The FDA cites that healthy adults can consume up to 400 mg of caffeine per day in any form without adverse side effects.
That is equivalent to about 4 or 5 cups of regular strength coffee.
If a person consumes more caffeine than this, side effects can occur.
The severity of the side effects will depend on the person’s tolerance to caffeine, which will vary according to body size, average consumption levels, medications, and even genetics.
Common side effects of heavy caffeine use include:
- trouble sleeping
- nausea or lack of appetite
Who should avoid caffeine anhydrous?
The Food and Drug Administration (FDA) warns against highly concentrated caffeine in powder and liquid forms.
The difference between safe and toxic amounts is minimal, and the product is difficult to measure using standard kitchen tools. One teaspoon of pure powdered caffeine, for example, contains the same amount of caffeine as 28 cups of coffee.
Therefore, people must be careful when it comes to the amount of caffeine they ingest. The following people in particular need to take care of.
It is best that people who are pregnant avoid caffeine anhydrous as they should be limiting their consumption of caffeine to less than 200 milligrams (mg) daily during pregnancy.
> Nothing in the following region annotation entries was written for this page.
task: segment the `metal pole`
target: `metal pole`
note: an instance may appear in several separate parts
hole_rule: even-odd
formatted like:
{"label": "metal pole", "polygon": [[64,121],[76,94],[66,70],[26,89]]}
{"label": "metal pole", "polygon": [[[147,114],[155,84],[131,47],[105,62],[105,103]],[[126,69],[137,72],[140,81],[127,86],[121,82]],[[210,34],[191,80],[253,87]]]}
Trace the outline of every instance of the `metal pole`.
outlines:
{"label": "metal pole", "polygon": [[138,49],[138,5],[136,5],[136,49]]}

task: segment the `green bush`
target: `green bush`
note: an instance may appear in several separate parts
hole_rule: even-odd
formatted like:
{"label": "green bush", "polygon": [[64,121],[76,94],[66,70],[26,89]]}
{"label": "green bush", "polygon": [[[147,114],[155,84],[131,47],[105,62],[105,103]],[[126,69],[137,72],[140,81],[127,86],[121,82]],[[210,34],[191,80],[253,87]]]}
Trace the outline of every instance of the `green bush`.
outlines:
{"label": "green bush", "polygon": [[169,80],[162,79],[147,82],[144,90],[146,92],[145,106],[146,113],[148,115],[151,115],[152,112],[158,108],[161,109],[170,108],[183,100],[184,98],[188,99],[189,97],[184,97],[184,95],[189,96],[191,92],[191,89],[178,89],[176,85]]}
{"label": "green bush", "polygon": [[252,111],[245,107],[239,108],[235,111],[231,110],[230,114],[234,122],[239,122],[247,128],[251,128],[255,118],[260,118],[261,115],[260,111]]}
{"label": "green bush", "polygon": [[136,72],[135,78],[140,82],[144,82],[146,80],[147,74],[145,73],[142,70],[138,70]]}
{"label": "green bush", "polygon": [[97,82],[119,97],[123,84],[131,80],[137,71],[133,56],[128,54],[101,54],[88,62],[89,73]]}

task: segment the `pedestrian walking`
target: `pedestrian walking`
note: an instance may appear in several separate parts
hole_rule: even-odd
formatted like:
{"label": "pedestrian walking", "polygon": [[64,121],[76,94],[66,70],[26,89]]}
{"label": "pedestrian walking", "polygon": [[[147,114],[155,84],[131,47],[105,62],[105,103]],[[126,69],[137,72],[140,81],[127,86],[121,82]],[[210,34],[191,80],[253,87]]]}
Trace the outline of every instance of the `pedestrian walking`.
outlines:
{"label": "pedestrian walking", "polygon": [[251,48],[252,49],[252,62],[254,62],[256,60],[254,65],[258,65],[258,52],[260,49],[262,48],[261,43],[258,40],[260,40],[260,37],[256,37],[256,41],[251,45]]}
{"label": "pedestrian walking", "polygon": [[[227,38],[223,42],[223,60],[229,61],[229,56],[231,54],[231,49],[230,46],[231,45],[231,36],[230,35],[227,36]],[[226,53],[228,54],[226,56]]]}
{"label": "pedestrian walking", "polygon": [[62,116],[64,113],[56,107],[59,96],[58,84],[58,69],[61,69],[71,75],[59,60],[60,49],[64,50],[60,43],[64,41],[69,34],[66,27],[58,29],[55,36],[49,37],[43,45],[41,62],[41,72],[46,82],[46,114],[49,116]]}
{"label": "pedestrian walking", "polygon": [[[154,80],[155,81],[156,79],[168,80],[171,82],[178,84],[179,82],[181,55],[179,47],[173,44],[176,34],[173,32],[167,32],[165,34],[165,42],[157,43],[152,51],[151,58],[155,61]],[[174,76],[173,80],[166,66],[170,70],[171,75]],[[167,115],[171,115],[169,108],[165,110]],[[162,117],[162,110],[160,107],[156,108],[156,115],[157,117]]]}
It is possible that higher daily doses of caffeine may increase the risk of miscarriage and impaired fetal growth. However, more research is needed to confirm this.
People who are breast-feeding
Recommendations state that those who are breast-feeding should also limit their caffeine consumption to 200 mg daily. Newborns and premature infants are especially sensitive to the effects of caffeine.
Children and teenagers
The American Academy of Pediatrics state that children and teenagers do not need to consume any energy drinks containing caffeine and other stimulants. Energy drinks are often high in calories so they can also increase the risk of becoming overweight or obese.
Energy drink companies encourage teenagers to use their products to gain more energy, improve concentration, or advance athletic performance. Parents should talk to their children about the risks of caffeine supplements.
People on medications
Caffeine anhydrous has the potential to interact with certain medications and herbal supplements so people taking any of these should check with a doctor before starting a caffeine supplement.
Signs of overdose and withdrawal
Excessive caffeine intake can lead to intoxication. The symptoms of too much caffeine include:
- rapid heartbeat
- chest pain
Although these side effects are severe, caffeine toxicity is very unlikely with moderate consumption of caffeine in food and beverages.
Toxicity is more likely with anhydrous caffeine though, particularly when it is in a pure powdered form as this is difficult to measure accurately.
It is also possible to have withdrawal symptoms from caffeine, even within a day of the last dose.
Typical symptoms of withdrawal can include:
Gradually decreasing caffeine intake can help lessen these symptoms.
Caffeine is a naturally occurring substance that has some beneficial effects, including an increased feeling of energy and better athletic performance.
Caffeine anhydrous makes it possible to take in higher amounts of caffeine without having to drink large quantities of tea or coffee. However, the risk of consuming too much means that it is best for people to avoid using purer forms of caffeine, such as caffeine anhydrous, at home.
The use of potent forms of caffeine, such as caffeine anhydrous, carries many risks, so it is essential to only use products from a reputable manufacturer who regulates their production.